Portland Opera Takes On Two Strange, Contemporary One-Acts By Rouge Composer David Lang

In his Portland Opera debut, director Jerry Mouawad manages to create a world that doesn’t strip Lang’s work of its mystery, but instead adds to its wonder.

(Cory Weaver)

Staging a David Lang opera is not an easy task. The rogue classical composer's work is visceral and highly abstract, so, to an extent, you have to let go of your desire to reach a tangible understanding of his pieces. Which makes a director's job a bit of a paradox, and Jerry Mouawad's Portland Opera directorial debut an imposing test. For the opera's last show of the season, Imago Theatre's artistic director and founder helms two of Lang's pieces, The Difficulty of Crossing a Field and The Little Match Girl Passion.

Lang's much-loved, Pulitzer prize winning Little Match Girl is almost never staged at all. The sparse, somber choral piece is adapted from a Hans Christian Andersen story about a girl who freezes to death in the streets, too afraid to return home to her abusive father after not selling any matches. The Difficulty of Crossing a Field is often staged, but it's a bizarre, confusing piece. Set in the American South, it's based on an Ambrose Bierce story about a plantation owner who vanished in plain sight while walking across a field. It'd be a mystery plot if it weren't for the fact that Lang doesn't seem interested in solving anything. Instead, Lang revels in the strangeness of the tale.

Portland Opera's production does, too. Crossing a Field is full of striking, subtle images that are a tonic to Lang's tense, fervent score in which repetitive minor keys are played by shrieking strings, and the libretto is full of rounds dense with poetic, abstract language. The set is just a low, three-tiered platform, some wooden chairs and a screen at the back of the stage that changes to deep hues of red, orange and blue. Mr. Williamson's (Allen Nause) disappearance is signaled by his wife's (Hannah S. Penn) screech, which cuts off an aria, and a spotlight that shines down on an empty, white chair off to the side of the stage. When chorus member Nicole Mitchell lets loose into her first solo of the night, the curtains slowly pull back so that the warm orange screen grows with her dynamic, rich voice. Mouawad manages to create a world that doesn't strip Lang's tale of its mystery, but instead adds to its wonder.

The set for Little Match Girl is simple. There's a large, black sheet of fabric that hangs from the floor to the ceiling in the middle of the stage. Throughout the piece, it's illuminated by a yellow backlight so ensemble dancers become like human shadow puppets behind the sheet. In the silent role of the little match girl, Max Young wears a wears an expression of utter despondency and a tattered dress that reveals legs covered in multicolored bruises. Wearing ornate Medieval robes, the vocalists hover like angels above Young.

But often, the staging seems more concerned with being clever than emotive. When the girl scrapes a match down through the air as if she's lighting it on a wall, the dancers throw fireballs out of their sleeves. At first, it's kind of cool, but it begins to feels distracting and overwrought, as do the ensemble dancers, dressed in Dickensian tattered clothes who do an Elvis-like shuffle across the stage.

Match Girl has its sublime moments. As the girl begins to freeze alone, she imagines or perhaps hallucinates that a match she lights is a Christmas tree "Larger and more beautifully decorated than the one which she had seen through the glass door at the rich merchant's." The vocalists and dancers hold candles in their hands with their arms outstretched, resembling branches, around Young. When strangers in the street find the girl dead on New Year's Day, the line "No one imagined what beautiful things she had seen" sticks out more than usual.

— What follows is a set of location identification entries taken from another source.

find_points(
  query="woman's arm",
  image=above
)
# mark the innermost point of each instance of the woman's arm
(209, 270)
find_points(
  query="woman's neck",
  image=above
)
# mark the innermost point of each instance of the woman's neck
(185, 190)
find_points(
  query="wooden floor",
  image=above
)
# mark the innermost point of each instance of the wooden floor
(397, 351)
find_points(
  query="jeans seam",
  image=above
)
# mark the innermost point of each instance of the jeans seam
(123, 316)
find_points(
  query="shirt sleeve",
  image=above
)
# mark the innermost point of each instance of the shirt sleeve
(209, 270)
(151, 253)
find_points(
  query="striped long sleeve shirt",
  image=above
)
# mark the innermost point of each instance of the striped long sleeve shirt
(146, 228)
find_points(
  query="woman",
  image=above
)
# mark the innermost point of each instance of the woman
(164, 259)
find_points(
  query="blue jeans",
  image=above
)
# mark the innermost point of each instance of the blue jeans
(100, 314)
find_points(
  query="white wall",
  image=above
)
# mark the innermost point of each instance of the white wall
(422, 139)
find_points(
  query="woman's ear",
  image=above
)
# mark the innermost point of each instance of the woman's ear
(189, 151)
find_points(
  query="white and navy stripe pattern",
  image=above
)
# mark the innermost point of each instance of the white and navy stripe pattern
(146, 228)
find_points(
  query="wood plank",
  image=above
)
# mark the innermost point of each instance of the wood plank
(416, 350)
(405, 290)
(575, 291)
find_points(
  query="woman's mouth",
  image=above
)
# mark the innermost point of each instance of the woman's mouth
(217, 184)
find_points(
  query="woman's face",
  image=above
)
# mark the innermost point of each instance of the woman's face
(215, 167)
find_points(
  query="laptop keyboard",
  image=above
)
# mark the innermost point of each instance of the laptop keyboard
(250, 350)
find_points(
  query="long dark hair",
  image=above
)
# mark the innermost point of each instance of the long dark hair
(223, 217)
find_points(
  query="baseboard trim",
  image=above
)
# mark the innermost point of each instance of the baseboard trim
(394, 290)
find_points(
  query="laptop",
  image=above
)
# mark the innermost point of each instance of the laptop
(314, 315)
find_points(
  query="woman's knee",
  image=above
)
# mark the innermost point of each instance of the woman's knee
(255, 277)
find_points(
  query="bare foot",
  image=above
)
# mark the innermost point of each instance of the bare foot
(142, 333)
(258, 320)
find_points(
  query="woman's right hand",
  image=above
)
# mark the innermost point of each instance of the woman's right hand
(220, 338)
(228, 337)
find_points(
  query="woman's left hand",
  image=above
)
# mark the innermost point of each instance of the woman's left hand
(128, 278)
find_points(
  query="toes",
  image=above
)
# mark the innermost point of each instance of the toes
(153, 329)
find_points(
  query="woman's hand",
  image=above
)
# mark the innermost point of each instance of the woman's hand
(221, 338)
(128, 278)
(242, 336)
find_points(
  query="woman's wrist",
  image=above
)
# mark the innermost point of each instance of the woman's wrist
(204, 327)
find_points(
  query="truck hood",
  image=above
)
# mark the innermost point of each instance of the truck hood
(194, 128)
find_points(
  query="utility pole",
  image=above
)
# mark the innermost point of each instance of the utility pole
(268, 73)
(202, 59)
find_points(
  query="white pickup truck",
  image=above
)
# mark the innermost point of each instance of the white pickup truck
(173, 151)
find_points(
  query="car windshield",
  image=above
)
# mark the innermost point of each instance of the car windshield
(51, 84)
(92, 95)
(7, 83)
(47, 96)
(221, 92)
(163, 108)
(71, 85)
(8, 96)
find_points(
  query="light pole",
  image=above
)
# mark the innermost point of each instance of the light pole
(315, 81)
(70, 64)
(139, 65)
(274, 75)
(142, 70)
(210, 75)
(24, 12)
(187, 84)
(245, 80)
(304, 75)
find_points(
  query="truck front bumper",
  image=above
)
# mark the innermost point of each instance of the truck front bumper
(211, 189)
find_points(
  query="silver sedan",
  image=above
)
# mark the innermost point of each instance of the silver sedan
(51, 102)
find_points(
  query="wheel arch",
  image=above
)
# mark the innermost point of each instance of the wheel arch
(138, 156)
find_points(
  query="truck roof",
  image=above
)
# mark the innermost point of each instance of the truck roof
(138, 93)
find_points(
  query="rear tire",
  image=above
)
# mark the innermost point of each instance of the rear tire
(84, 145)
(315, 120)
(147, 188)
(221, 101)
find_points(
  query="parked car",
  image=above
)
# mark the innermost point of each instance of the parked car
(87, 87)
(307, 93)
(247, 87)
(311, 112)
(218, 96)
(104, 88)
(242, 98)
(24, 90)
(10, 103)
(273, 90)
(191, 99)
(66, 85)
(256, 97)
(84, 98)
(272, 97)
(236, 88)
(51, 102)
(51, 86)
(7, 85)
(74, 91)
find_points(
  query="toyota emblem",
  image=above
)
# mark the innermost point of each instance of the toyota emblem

The most affecting moments still come from Lang's music. Near the end of the piece, the chorus briefly leave their role as otherworldly observers and sing a first-person line that's painfully human. "When I am most scared / Don't leave me." It's a line that the soloists sing in a fragmented treble that's at the very least a technical feat. The only staging is the vocalists slowly walking across the stage. It's a moment that doesn't need anything else.

SEE IT: The Difficulty of Crossing a Field and The Little Match Girl Passion is at the Newmark Theatre, 1111 SW Broadway, portlandopera.org. 7:30 pm Thursday, August 3. 7:30 pm Saturday, August 5. $35-$200.